Voter autrement – Comment élire le Parlement européen ?

Benoît Schuman

Le Parlement européen à Strasbourg © Landry Charrier

19 septembre 2023

Le 6-9 juin 2024, les citoyens des États membres de l’UE seront appelés à désigner leurs représentants au Parlement européen. Nul ne sait si la guerre en Ukraine fera toujours rage, mais ce scrutin est d’ores et déjà présent « sur les écrans radar » de la classe politique et des médias. Outre les 720 sièges à pourvoir, c’est aussi la nomination d’une nouvelle Commission européenne qui stimule les ambitions.

Qui s’en souvient ? Les premières élections au suffrage universel direct pour le Parlement européen ont eu lieu en 1979, alors que la Communauté économique européenne (CEE) comptait 9 pays, dont le Royaume Uni. Longtemps moquée comme un parlement « Canada Dry », l’assemblée de Strasbourg a depuis gagné en compétences, en pouvoir et en influence. Cependant, elle reste contestée, surtout par les milieux « souverainistes », pour son manque de légitimité, voire des faiblesses éthiques. Surtout, les eurodéputés restent mal connus et ce déficit de notoriété génère souvent indifférence et méfiance. Comment y remédier ?

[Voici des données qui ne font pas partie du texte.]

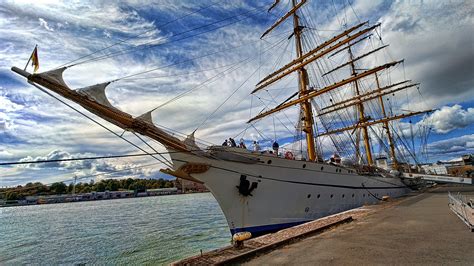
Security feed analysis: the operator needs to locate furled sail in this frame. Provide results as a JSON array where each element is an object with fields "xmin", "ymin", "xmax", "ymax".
[
  {"xmin": 34, "ymin": 67, "xmax": 69, "ymax": 89},
  {"xmin": 137, "ymin": 110, "xmax": 153, "ymax": 124},
  {"xmin": 76, "ymin": 82, "xmax": 115, "ymax": 108}
]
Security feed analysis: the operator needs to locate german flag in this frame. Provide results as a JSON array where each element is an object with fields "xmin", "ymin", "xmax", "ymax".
[{"xmin": 30, "ymin": 46, "xmax": 39, "ymax": 72}]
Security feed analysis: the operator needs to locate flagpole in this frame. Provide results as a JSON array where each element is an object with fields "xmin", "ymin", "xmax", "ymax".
[{"xmin": 23, "ymin": 45, "xmax": 38, "ymax": 71}]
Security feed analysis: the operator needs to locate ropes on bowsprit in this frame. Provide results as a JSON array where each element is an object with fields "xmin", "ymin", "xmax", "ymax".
[
  {"xmin": 27, "ymin": 83, "xmax": 171, "ymax": 167},
  {"xmin": 67, "ymin": 7, "xmax": 264, "ymax": 67}
]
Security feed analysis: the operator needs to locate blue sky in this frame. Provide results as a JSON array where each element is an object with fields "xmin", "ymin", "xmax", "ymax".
[{"xmin": 0, "ymin": 0, "xmax": 474, "ymax": 186}]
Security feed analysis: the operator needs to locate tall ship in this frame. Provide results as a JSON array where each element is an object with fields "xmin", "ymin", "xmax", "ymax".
[{"xmin": 12, "ymin": 0, "xmax": 431, "ymax": 235}]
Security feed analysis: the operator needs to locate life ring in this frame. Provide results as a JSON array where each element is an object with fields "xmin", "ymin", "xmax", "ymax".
[{"xmin": 285, "ymin": 151, "xmax": 295, "ymax": 160}]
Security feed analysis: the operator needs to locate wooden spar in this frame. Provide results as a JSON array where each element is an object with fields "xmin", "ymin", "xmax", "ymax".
[
  {"xmin": 374, "ymin": 73, "xmax": 398, "ymax": 169},
  {"xmin": 12, "ymin": 67, "xmax": 188, "ymax": 151},
  {"xmin": 348, "ymin": 43, "xmax": 377, "ymax": 165},
  {"xmin": 321, "ymin": 80, "xmax": 412, "ymax": 110},
  {"xmin": 318, "ymin": 83, "xmax": 420, "ymax": 116},
  {"xmin": 247, "ymin": 60, "xmax": 403, "ymax": 123},
  {"xmin": 267, "ymin": 0, "xmax": 280, "ymax": 12},
  {"xmin": 257, "ymin": 22, "xmax": 367, "ymax": 89},
  {"xmin": 292, "ymin": 0, "xmax": 317, "ymax": 161},
  {"xmin": 328, "ymin": 34, "xmax": 373, "ymax": 58},
  {"xmin": 318, "ymin": 110, "xmax": 433, "ymax": 137},
  {"xmin": 323, "ymin": 44, "xmax": 388, "ymax": 76},
  {"xmin": 260, "ymin": 0, "xmax": 306, "ymax": 39},
  {"xmin": 252, "ymin": 24, "xmax": 380, "ymax": 93}
]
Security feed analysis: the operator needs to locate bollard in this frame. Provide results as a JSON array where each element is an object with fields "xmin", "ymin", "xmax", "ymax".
[{"xmin": 232, "ymin": 232, "xmax": 252, "ymax": 248}]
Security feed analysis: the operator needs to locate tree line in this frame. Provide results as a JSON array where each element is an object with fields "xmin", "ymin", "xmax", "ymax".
[{"xmin": 0, "ymin": 178, "xmax": 174, "ymax": 200}]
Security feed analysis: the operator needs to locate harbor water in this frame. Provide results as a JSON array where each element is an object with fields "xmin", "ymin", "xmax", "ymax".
[{"xmin": 0, "ymin": 193, "xmax": 231, "ymax": 265}]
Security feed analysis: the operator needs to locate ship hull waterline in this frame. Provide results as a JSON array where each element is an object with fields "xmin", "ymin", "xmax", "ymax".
[{"xmin": 170, "ymin": 150, "xmax": 411, "ymax": 236}]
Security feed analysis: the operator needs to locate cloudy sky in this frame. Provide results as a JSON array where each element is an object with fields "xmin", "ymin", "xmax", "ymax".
[{"xmin": 0, "ymin": 0, "xmax": 474, "ymax": 186}]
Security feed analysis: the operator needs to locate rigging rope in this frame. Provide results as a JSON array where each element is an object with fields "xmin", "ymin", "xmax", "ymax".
[{"xmin": 31, "ymin": 83, "xmax": 169, "ymax": 166}]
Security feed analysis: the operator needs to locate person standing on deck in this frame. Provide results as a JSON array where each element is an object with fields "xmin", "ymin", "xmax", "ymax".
[
  {"xmin": 229, "ymin": 138, "xmax": 237, "ymax": 147},
  {"xmin": 239, "ymin": 139, "xmax": 247, "ymax": 149},
  {"xmin": 253, "ymin": 140, "xmax": 260, "ymax": 152},
  {"xmin": 272, "ymin": 140, "xmax": 280, "ymax": 156}
]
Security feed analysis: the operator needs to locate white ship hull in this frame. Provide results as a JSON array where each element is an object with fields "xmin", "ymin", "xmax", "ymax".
[{"xmin": 171, "ymin": 149, "xmax": 410, "ymax": 235}]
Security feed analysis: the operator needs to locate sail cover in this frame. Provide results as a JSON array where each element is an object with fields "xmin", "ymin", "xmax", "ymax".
[
  {"xmin": 35, "ymin": 67, "xmax": 69, "ymax": 89},
  {"xmin": 76, "ymin": 82, "xmax": 115, "ymax": 108}
]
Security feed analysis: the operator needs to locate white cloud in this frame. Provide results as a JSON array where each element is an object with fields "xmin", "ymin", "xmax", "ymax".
[
  {"xmin": 421, "ymin": 104, "xmax": 474, "ymax": 134},
  {"xmin": 38, "ymin": 18, "xmax": 54, "ymax": 31}
]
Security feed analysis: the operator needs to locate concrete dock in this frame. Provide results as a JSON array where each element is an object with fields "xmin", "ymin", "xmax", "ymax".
[{"xmin": 245, "ymin": 186, "xmax": 474, "ymax": 265}]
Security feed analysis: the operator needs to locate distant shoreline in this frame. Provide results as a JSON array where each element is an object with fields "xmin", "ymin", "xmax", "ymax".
[{"xmin": 0, "ymin": 190, "xmax": 209, "ymax": 208}]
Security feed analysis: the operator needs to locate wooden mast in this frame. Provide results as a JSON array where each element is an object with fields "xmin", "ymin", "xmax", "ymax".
[
  {"xmin": 292, "ymin": 0, "xmax": 316, "ymax": 161},
  {"xmin": 348, "ymin": 43, "xmax": 374, "ymax": 165},
  {"xmin": 375, "ymin": 73, "xmax": 398, "ymax": 169}
]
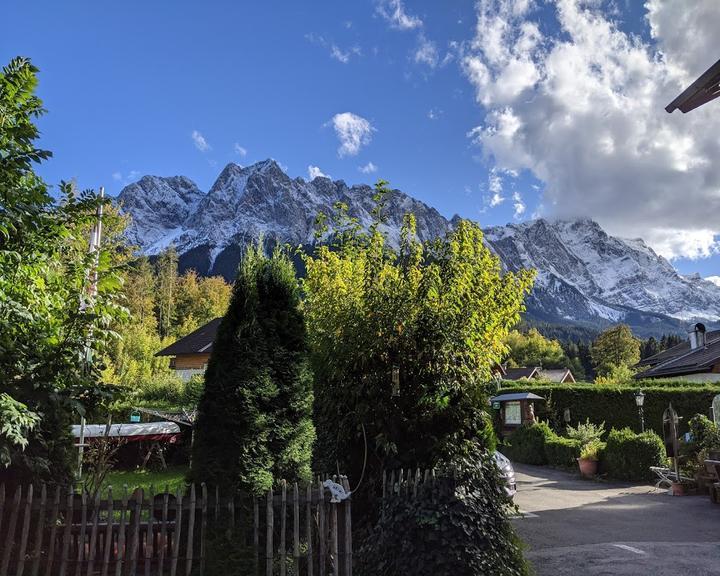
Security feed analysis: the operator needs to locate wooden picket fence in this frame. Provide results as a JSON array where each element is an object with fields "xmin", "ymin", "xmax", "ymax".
[
  {"xmin": 382, "ymin": 468, "xmax": 436, "ymax": 502},
  {"xmin": 0, "ymin": 479, "xmax": 353, "ymax": 576}
]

Un Congrès diplomatique ou une Diète démocratique ?

La décision de doter la CEE d’une institution parlementaire élue directement avait été prise par le Conseil des communautés européennes le 20 septembre 1976, grâce à la volonté conjointe du chancelier Helmut Schmidt et du président Valérie Giscard d’Estaing d’insuffler un nouvel élan au projet européen. Pour les deux amis, le Parlement européen traduisait l’ambition de forger une Europe (de l’Ouest) fortement intégrée, avec des objectifs économiques et politiques partagés. Les adversaires du fédéralisme sentirent « le danger » qui résulterait de l’émergence d’un tel organe démocratique, celui-ci pouvant revendiquer une force « supranationale » (comme on disait alors). Bien sûr, la politique intérieure n’était pas absente de la polémique : en France, Jacques Chirac, « brouillé à mort » avec Giscard d’Estaing depuis sa démission du poste de Premier ministre (1976), prenait la tête de la fronde, avec son Appel de Cochin (6 décembre 1978) où il fustigeait le « parti de l’Étranger ».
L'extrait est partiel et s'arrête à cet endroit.